Exploring and Comparing Open-Source Large Language Models

By: Dikshant Rajput; CSE, Chandigarh College of Engineering and Technology, Chandigarh, India. Email: CO22326@ccet.ac.in

Abstract

This article explores open-source Large Language Models and evaluates them on variety of datasets. LLM use an architecture which contain encoder and decoder. The encoder processes input tokens through levels like embedding, multihead listening and layer normalization, while decoder is required for tasks like completion and question answering. The article investigates open Models such as Llama, Falcon, MPT in different versions. Performance measuring is done on various tasks such as sentence completion, coherent thinking and emotional analysis using datasets such as ARC, HellaSwag, MMLU, GSM8K, TruthfulQA, Winograde. Open LLM are driven by advances in collaboration, data availability, and education. Despite the progress, hindrance persist and the biggest challenge is the absence of universally agreed-upon criteria. Benchmarking initiatives like MMLU and ARC aim to improve this situation and provide standardized frameworks for robust, fair comparisons and offer compelling alternatives to closed source models.

Introduction

There has been a shift in large language models with the imergence and proliferation of open-source models like MPT, Falcon, Llama. These are complex algorithm which are supported by massive datasets and a community effort to help redefine machine learning for mimicking human like text. The LLMs are the algorithms that simulate human like language. The difference between in open source llm is their accessibility and adaptability which allows users to build upon texisting models, fine tune them for specific task.
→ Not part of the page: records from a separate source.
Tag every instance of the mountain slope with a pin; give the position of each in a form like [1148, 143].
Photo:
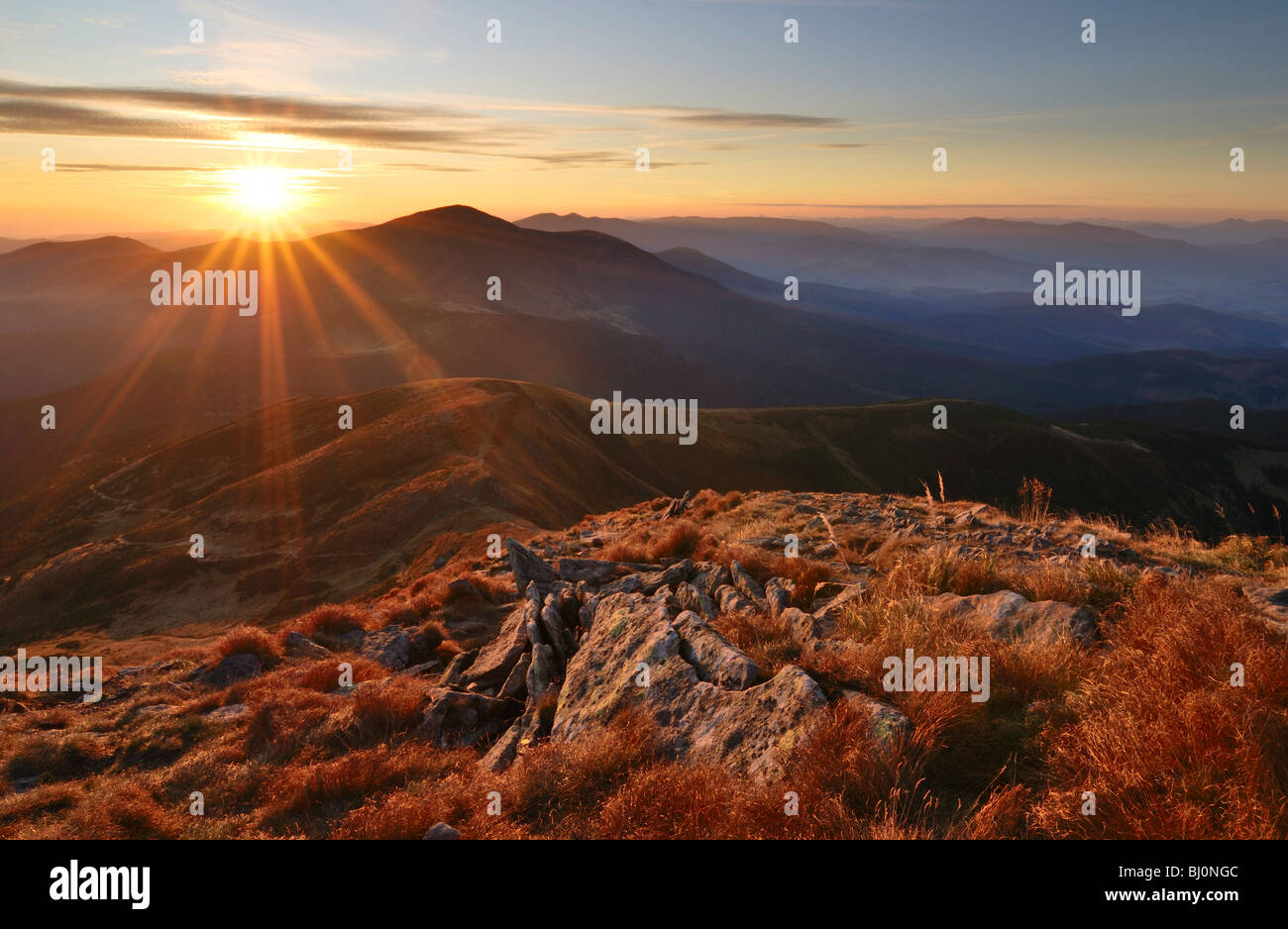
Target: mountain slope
[292, 510]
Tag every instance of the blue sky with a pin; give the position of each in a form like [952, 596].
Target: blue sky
[1137, 124]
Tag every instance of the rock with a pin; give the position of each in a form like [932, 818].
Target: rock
[747, 731]
[589, 570]
[454, 719]
[342, 641]
[889, 725]
[804, 627]
[745, 583]
[505, 749]
[498, 657]
[629, 584]
[709, 576]
[692, 598]
[675, 507]
[296, 645]
[155, 710]
[669, 576]
[1009, 615]
[831, 613]
[424, 642]
[971, 516]
[228, 671]
[733, 602]
[389, 648]
[464, 587]
[715, 658]
[540, 671]
[516, 684]
[555, 631]
[230, 712]
[778, 594]
[1271, 601]
[528, 568]
[455, 671]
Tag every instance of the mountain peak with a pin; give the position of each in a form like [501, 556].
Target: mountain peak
[456, 215]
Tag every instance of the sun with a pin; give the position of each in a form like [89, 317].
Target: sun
[263, 192]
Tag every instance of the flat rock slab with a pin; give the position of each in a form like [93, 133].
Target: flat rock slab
[389, 648]
[1006, 615]
[747, 731]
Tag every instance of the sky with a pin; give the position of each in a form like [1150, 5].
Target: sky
[297, 113]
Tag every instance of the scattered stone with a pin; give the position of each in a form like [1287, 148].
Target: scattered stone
[455, 671]
[745, 583]
[778, 593]
[230, 712]
[1009, 615]
[516, 684]
[709, 576]
[528, 568]
[747, 731]
[715, 658]
[464, 587]
[692, 598]
[835, 609]
[441, 830]
[889, 725]
[455, 719]
[389, 648]
[228, 671]
[733, 603]
[297, 645]
[498, 657]
[589, 570]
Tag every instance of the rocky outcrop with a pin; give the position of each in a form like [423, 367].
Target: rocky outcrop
[1006, 615]
[528, 568]
[228, 671]
[301, 646]
[640, 655]
[389, 648]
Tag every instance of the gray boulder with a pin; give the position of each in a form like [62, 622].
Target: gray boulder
[228, 671]
[747, 731]
[389, 648]
[1006, 615]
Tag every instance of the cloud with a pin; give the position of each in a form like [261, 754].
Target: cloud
[82, 166]
[725, 119]
[923, 206]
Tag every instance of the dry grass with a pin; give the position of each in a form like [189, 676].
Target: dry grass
[1167, 744]
[331, 619]
[1149, 722]
[250, 640]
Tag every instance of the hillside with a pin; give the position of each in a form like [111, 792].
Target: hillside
[668, 671]
[295, 511]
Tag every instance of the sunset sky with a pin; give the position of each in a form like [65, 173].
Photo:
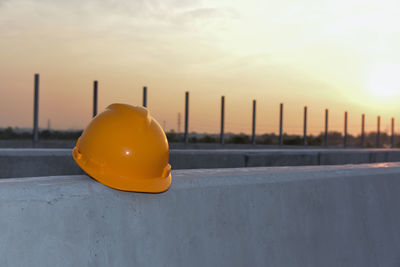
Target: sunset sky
[342, 55]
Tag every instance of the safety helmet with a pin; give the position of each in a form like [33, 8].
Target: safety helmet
[126, 149]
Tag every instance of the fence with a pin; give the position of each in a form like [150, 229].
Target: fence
[222, 135]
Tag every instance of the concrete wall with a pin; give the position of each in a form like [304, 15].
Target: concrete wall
[283, 216]
[45, 162]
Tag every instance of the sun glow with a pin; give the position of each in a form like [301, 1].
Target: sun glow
[384, 80]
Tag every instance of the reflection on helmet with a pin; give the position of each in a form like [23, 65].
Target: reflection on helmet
[126, 149]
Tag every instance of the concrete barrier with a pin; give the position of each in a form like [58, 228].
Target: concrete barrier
[282, 216]
[45, 162]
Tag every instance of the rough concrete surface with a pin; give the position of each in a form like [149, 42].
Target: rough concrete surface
[47, 162]
[282, 216]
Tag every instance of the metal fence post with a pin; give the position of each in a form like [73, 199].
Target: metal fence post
[281, 124]
[362, 130]
[94, 98]
[186, 136]
[392, 136]
[36, 111]
[378, 132]
[221, 137]
[145, 96]
[326, 127]
[305, 127]
[345, 130]
[253, 132]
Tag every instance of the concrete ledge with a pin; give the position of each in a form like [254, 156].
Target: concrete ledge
[46, 162]
[286, 216]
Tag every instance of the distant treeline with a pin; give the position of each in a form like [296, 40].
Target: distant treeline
[334, 138]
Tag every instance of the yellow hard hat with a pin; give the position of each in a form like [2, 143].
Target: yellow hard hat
[126, 149]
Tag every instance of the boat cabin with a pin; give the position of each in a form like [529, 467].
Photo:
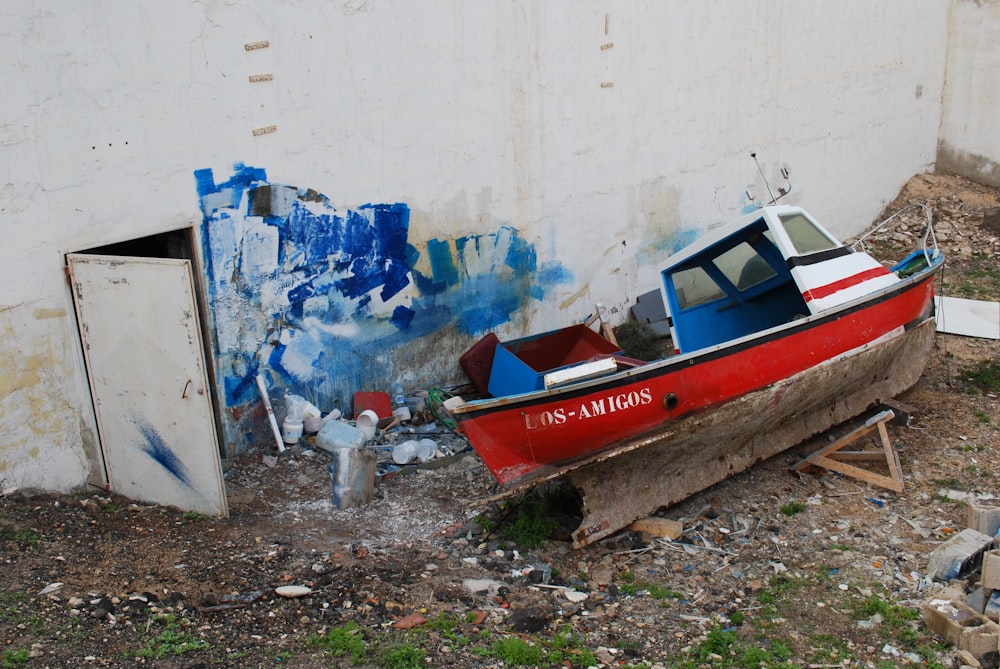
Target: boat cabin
[766, 269]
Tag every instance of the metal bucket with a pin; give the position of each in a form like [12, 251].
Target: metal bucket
[353, 477]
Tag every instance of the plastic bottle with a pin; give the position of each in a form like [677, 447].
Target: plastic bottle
[291, 427]
[404, 452]
[337, 434]
[398, 395]
[426, 450]
[399, 408]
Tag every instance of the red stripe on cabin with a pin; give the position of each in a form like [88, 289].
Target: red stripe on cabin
[831, 288]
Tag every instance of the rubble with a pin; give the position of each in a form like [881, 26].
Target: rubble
[830, 568]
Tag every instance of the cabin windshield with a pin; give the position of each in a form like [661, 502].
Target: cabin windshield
[805, 235]
[736, 287]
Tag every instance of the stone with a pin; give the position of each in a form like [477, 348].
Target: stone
[960, 625]
[292, 591]
[958, 556]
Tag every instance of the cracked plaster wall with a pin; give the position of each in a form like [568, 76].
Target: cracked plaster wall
[601, 134]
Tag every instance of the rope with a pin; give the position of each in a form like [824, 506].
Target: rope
[435, 402]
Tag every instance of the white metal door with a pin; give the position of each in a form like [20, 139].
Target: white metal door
[142, 342]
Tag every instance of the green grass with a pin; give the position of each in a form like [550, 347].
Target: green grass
[792, 508]
[171, 640]
[516, 652]
[402, 656]
[527, 522]
[14, 658]
[341, 641]
[24, 538]
[633, 588]
[984, 377]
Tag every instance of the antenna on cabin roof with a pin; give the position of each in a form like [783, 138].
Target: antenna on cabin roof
[782, 191]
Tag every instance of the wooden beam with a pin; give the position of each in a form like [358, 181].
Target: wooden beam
[831, 457]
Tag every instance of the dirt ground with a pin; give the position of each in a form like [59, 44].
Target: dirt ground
[773, 569]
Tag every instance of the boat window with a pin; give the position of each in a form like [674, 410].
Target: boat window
[694, 286]
[805, 236]
[744, 267]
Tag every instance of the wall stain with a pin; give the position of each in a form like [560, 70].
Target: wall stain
[156, 448]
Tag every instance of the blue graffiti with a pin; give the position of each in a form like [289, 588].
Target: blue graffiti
[315, 297]
[158, 450]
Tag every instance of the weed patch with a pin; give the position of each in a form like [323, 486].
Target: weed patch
[171, 640]
[341, 641]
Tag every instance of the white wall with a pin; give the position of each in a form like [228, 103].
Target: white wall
[476, 115]
[969, 143]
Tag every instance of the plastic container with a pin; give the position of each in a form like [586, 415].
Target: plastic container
[291, 427]
[352, 475]
[313, 424]
[291, 431]
[398, 396]
[295, 407]
[405, 452]
[336, 434]
[367, 422]
[426, 450]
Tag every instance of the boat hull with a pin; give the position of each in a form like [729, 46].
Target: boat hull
[696, 452]
[527, 438]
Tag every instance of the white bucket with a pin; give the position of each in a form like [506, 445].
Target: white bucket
[367, 422]
[353, 477]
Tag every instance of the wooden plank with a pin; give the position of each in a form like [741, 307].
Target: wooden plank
[832, 458]
[658, 527]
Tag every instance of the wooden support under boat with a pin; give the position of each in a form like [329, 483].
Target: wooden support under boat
[663, 468]
[833, 458]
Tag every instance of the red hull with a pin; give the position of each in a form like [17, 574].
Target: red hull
[523, 437]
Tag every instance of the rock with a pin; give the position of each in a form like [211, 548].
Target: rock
[528, 621]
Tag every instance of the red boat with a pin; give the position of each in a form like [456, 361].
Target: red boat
[781, 332]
The article take pre-trained models at it’s base sourced from hugging face. Prominent open-source LLMs like Llama, Falcon and MPT take center stage in the study, where there parameter count, and training datasets are dissected. Performance evaluation extends to various tasks, including commonsense reasoning, sentence completion, and sentiment analysis, employing standardized benchmarks like ARC and HellaSwag[1].

Architecture of Large Language Models

LLMs use an architecture called transformers to predict the upcoming word in a sentence. The architecture consists of an encoder, and decoder stack.

Encoder

It is a component responsible for the input of tokens. To elaborate further, in a typical transformer model, the encoder takes in input data (such as a sequence of words) and applies selfattention mechanisms to capture relationships between different parts of the input sequence. The transformer encoder processes the input in parallel, making it computationally efficient.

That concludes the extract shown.